Of course, it’s a crazy idea to manufacture design products with disabled people in a developing country, but that is exactly why it is so interesting and eye-opening every day. We have started to call ourselves ‘the crazy carpet ladies’.
How did you end up studying your chosen field?
Anna: I always enjoyed mathematical subjects in upper secondary school. There weren’t any engineers among my closest family and friends, so for me, beginning studies at Helsinki University of Technology was a leap into the unknown. I found a study opportunity that allowed me to combine my interest in people with my love for mathematical subjects, and that intrigued me.
Hanna: I remember starting to think about ways of putting my skills into practice early on in my studies. I wanted to learn things that had personal relevance for me, so I sought a summer job in a brain research laboratory, where I also did my master’s thesis. I was a communications technology major with a minor in cognitive technology. I’ve always been interested in the human being. I’m very curious about why we think, feel and experience things the way we do.
What is your best memory from your student years?
Anna: My best memories have to do with relationships. We were a tight-knit group of three girls, and used to work on math and coding assignments together. We joked a lot while we were trying to figure out difficult assignments.
Hanna: Definitely the evenings I spent with Anna, for instance, at her student flat in Kruununhaka, studying for exams, burning candles and eating ice-cream. Sometimes we didn’t have a clue about what we were supposed to be doing. Fortunately, we knew who to turn to for advice and tutoring, and then baked cinnamon buns for them in return.
What is the most valuable thing you learned at university, which has helped you in your professional life?
Anna: Even though girls were a minority at Helsinki University of Technology when I was a student, we didn’t have to prove our skills to anyone. Everyone was treated equally and it was taken as a given that anyone could learn anything regardless of their sex.
It wasn’t until I went to Africa that I realised I had been living in a bubble. I have always had the chance to choose whatever I wanted in life without my being a woman restricting me in any way. It was shocking to realise that the vast majority of the world’s women live in a completely different reality.

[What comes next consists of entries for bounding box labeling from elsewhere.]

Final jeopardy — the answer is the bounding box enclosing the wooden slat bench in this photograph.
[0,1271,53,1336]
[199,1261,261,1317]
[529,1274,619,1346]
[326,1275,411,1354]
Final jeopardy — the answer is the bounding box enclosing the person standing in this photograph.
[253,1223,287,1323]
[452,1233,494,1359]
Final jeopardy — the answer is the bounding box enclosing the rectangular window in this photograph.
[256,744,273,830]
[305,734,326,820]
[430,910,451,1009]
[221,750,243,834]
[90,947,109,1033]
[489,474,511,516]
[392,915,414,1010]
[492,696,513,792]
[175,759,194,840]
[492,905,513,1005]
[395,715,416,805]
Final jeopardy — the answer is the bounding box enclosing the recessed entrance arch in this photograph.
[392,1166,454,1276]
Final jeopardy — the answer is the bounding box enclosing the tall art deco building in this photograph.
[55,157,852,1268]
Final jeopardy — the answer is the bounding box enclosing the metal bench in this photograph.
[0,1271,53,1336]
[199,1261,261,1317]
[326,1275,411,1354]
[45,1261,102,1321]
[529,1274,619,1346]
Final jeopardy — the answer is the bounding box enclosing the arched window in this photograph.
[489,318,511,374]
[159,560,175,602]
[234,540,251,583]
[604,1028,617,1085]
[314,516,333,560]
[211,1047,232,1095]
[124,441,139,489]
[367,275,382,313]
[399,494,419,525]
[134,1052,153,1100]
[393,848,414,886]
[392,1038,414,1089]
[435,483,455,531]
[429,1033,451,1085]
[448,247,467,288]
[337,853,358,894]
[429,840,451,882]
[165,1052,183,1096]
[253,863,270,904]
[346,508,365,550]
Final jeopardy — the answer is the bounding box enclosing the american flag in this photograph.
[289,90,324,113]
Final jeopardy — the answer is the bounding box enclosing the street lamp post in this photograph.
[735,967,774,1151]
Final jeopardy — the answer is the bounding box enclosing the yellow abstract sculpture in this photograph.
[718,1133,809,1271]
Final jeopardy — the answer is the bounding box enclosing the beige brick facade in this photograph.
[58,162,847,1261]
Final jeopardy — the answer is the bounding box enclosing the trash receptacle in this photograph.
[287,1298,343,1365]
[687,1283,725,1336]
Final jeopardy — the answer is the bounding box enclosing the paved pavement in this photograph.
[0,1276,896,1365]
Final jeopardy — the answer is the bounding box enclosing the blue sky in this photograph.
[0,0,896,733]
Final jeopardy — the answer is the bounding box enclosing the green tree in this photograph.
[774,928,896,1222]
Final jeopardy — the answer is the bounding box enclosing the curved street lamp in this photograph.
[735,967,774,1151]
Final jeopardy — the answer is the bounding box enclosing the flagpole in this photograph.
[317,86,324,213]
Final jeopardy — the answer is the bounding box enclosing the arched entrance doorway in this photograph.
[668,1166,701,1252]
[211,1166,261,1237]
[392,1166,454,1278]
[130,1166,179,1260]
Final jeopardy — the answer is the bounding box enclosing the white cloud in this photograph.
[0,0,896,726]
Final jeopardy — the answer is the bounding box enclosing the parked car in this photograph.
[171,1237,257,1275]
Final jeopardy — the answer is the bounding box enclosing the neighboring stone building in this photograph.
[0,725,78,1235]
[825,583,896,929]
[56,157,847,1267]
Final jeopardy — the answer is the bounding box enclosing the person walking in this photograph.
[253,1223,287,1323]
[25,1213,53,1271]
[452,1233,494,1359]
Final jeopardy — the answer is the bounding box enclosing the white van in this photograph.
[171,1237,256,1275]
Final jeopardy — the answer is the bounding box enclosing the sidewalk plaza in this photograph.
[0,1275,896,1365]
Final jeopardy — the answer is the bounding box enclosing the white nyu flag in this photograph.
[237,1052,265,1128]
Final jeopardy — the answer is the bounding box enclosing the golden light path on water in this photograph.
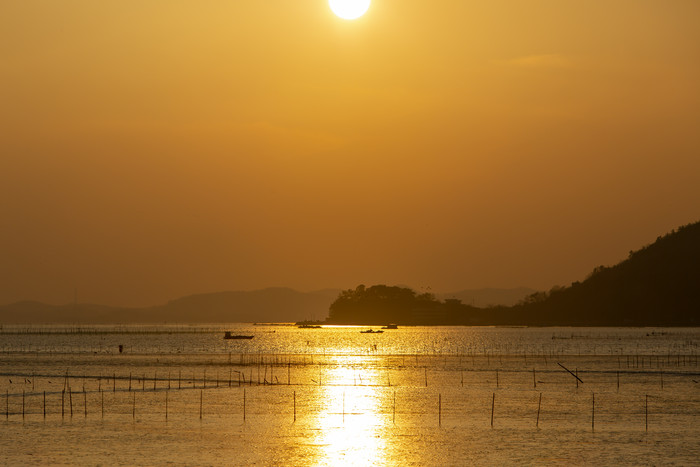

Hanna: Networking! Be who you are, do things out of passion, keep telling everyone your story, and soon the doors will open for you.
Tell us something surprising about yourself.
Anna: I have always loved dogs, and I always wanted to have one of my own when I was a child. In Ethiopia, my children and I used to rescue street dogs and find caring families for them. Now that we live in Finland, we have a Chihuahua called Addis. In the evenings, I often pretend to be Addis and tell lousy jokes in a squeaky voice until my children laugh themselves silly.
Hanna: I hadn’t studied for very long at the university when I was diagnosed with Crohn’s disease, which is an inflammatory bowel disease with no known cure. Three years ago, I went through a colostomy operation, which means I have a permanent opening on my abdomen and will have to wear a pouch on it for the rest of my life. It doesn’t prevent me from enjoying life, though. Even our trips to Ethiopia have gone perfectly with it. All of us have our challenges and ailments. I want to focus on the good in my life. That’s the attitude I want to promote.
What should everyone do or experience once in their lifetime?
Anna: Everyone should definitely travel to a developing country and face a world outside the western way of life. These cultures are rich in other ways: particularly the sense of community and caring for your family and friends is amazing.
Hanna: Travel to a developing country and get to know the local culture!